Parce qu’elle décrit les conditions d’une croissance naturelle de l’âme, la spiritualité naturelle prend la forme d’un cursus de perfectionnement organisé selon des étapes définies. Les religions authentiques inculquent aux hommes les bases de la morale, ainsi que les croyances qui constituent l’arrière-plan de la vie spirituelle. L’étape « universitaire » du perfectionnement spirituel consiste à prolonger cette éducation de pensée pour développer en soi les caractères de l’humanité : c’est ici que commence le travail de connaissance de soi, dont le ressort est la lutte contre le soi impérieux.

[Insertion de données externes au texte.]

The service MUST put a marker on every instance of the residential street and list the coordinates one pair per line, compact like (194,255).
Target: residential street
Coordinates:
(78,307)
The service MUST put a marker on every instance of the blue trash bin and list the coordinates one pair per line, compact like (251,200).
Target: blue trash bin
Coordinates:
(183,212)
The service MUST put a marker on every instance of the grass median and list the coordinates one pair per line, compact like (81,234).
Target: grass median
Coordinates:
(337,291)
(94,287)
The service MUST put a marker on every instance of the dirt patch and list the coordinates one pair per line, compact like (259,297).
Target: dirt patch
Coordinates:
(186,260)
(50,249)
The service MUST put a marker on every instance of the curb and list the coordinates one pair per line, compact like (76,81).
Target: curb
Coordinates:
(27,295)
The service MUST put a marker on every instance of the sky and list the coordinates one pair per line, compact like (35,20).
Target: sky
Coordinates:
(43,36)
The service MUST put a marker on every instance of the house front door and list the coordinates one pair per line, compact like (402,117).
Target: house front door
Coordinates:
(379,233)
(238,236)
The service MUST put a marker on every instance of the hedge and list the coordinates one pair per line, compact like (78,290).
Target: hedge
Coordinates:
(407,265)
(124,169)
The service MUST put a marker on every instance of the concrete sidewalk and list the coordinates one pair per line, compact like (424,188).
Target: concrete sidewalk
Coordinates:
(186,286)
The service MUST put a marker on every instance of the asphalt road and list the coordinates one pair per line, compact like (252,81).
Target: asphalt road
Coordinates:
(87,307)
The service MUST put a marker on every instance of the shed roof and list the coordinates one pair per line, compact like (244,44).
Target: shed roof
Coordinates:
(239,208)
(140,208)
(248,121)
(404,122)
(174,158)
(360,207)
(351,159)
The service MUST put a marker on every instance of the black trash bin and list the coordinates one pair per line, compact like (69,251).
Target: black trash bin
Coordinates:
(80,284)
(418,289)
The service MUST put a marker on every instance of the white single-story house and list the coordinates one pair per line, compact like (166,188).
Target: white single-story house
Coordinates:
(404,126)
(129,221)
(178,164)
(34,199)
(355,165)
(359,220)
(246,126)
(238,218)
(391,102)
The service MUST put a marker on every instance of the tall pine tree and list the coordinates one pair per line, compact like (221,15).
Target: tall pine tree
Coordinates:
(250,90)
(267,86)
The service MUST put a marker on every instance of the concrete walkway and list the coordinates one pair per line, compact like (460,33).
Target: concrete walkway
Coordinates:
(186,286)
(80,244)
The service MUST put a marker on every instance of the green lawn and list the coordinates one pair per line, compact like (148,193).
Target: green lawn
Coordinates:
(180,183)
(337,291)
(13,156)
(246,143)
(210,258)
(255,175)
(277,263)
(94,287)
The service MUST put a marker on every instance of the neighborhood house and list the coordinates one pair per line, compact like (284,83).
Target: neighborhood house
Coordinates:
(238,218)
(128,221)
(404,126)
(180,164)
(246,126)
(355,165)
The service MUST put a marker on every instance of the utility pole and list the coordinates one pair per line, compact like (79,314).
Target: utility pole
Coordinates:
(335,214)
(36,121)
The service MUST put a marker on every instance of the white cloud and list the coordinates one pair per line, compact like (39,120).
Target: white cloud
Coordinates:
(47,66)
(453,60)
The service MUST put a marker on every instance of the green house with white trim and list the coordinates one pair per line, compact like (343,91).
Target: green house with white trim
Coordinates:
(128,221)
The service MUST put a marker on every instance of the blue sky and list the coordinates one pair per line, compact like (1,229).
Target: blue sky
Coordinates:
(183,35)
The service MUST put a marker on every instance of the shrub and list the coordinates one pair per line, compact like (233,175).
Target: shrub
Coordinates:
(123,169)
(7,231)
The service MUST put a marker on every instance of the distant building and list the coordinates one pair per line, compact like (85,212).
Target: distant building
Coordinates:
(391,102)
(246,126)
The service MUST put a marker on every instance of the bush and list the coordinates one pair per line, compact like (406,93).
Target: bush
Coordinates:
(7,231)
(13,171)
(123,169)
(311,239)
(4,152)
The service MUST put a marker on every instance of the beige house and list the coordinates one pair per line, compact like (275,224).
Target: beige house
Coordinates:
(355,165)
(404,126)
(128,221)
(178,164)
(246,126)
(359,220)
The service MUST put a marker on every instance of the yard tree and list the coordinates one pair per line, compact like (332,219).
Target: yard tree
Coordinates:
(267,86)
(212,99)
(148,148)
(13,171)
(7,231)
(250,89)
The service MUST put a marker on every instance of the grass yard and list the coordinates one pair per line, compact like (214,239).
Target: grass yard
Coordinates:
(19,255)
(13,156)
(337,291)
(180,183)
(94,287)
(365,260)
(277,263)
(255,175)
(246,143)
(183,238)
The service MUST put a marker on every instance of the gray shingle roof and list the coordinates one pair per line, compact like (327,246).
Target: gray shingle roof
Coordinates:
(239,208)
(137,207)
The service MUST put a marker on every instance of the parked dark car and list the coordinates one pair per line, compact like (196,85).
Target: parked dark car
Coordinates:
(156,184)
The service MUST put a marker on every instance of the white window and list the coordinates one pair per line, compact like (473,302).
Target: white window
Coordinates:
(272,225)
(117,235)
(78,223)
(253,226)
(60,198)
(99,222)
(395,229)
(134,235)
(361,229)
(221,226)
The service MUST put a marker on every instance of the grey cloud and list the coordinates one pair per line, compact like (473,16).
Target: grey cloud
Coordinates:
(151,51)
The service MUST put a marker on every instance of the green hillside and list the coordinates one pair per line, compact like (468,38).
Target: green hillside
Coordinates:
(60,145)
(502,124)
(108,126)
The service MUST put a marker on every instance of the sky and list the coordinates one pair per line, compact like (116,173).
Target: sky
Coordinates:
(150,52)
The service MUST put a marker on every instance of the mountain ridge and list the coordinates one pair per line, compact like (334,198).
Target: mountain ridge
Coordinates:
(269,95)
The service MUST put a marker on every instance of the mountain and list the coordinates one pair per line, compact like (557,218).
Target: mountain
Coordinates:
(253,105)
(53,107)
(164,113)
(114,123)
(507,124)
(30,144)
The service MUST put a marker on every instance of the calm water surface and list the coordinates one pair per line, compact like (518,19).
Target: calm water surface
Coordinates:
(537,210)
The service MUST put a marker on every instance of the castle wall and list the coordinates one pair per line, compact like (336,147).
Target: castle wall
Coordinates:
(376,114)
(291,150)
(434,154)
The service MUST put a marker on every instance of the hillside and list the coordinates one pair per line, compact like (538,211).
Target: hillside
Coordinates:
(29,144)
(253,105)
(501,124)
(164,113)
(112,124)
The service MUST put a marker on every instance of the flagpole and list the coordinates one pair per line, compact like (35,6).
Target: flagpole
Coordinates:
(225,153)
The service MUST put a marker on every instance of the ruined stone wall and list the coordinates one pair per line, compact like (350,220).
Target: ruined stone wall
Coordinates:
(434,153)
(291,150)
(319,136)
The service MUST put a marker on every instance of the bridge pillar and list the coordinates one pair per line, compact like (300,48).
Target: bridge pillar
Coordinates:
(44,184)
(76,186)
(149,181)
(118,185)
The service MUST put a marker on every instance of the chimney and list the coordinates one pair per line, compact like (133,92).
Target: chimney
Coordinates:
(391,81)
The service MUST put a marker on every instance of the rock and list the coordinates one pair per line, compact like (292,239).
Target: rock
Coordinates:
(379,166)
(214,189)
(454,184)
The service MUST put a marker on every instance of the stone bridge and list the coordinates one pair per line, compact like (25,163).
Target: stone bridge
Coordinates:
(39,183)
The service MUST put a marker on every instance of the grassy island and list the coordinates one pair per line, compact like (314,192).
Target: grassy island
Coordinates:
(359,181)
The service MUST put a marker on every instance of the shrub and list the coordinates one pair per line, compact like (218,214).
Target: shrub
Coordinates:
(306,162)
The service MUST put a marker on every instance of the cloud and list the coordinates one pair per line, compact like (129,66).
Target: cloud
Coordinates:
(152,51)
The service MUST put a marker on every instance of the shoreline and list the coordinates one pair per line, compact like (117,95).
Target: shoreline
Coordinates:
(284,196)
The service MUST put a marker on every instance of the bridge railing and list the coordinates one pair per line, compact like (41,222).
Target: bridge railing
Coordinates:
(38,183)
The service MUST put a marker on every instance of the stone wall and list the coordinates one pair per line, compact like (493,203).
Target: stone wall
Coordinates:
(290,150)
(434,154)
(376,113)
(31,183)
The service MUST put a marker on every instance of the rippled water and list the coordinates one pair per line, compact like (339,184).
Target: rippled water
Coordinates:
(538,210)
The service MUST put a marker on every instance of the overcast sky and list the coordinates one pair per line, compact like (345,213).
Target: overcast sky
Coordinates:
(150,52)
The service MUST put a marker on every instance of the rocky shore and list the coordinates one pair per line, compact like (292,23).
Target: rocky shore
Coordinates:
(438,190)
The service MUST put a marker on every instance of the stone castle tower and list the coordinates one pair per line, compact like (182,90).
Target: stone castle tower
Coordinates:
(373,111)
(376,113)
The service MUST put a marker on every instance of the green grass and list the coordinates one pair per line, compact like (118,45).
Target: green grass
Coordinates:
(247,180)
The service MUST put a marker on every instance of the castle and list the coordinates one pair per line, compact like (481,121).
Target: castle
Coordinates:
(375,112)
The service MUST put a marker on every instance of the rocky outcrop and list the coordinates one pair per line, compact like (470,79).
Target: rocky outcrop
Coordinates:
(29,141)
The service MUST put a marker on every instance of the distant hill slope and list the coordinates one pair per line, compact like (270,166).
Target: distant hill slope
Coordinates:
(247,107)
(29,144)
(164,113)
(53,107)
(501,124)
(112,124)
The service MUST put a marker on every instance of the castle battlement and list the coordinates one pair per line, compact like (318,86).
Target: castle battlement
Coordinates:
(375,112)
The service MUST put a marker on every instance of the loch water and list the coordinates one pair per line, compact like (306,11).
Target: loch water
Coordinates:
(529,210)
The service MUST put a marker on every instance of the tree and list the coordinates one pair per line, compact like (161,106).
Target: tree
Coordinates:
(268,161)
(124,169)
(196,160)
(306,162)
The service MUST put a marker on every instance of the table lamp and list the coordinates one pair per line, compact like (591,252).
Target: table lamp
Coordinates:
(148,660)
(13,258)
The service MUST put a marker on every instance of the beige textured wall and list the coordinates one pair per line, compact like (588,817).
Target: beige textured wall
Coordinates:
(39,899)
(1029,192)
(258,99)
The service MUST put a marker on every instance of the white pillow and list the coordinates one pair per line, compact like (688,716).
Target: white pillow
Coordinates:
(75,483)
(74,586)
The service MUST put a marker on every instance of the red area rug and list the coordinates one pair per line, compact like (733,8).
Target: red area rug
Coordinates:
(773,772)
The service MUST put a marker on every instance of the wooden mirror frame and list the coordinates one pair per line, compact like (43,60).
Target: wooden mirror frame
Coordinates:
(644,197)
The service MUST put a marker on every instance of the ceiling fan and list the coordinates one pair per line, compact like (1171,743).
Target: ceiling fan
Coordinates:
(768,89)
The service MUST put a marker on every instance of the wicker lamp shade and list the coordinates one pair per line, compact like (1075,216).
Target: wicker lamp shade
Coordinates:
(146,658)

Ce cursus éducatif, dont le séjour terrestre constitue une étape préparatoire, est comparable aux études médicales. On y apprend en effet les lois objectives de la santé et du développement de l’âme, qui sont des processus causaux au même titre que ceux qui gouvernent, sur le plan biologique, la santé et le développement du corps. Les êtres humains partagent une même nature : les principes d’une telle « médecine de l’âme » sont donc eux-mêmes universels, tout comme ceux de la médecine du corps et des sciences expérimentales en général. Autrement dit, ils ne doivent rien d’essentiel à la culture, au lieu ou au temps. Chacun peut se les approprier et les mettre en œuvre avec profit pourvu qu’il aborde la spiritualité avec l’esprit d’un étudiant ou d’un chercheur, sans s’attendre à y trouver des satisfactions pour son ego, que ce soit sous forme de ravissements extatiques ou de quiétude psychique.

Les matières d’étude de la médecine de l’âme sont les vérités divines présidant au développement du soi. Personne ne peut les assimiler à notre place. Ostad Elahi considère de manière générale que la relation entre maître et disciple ne convient pas à la forme universitaire du cursus spirituel ; il insiste sur la nécessité pour chacun de devenir le médecin de sa propre âme, et d’aborder pour cela la spiritualité par le moyen de la raison, en mettant en œuvre les processus cognitifs appropriés. C’est là un engagement volontaire dont la décision revient finalement à chacun, en pleine liberté de conscience.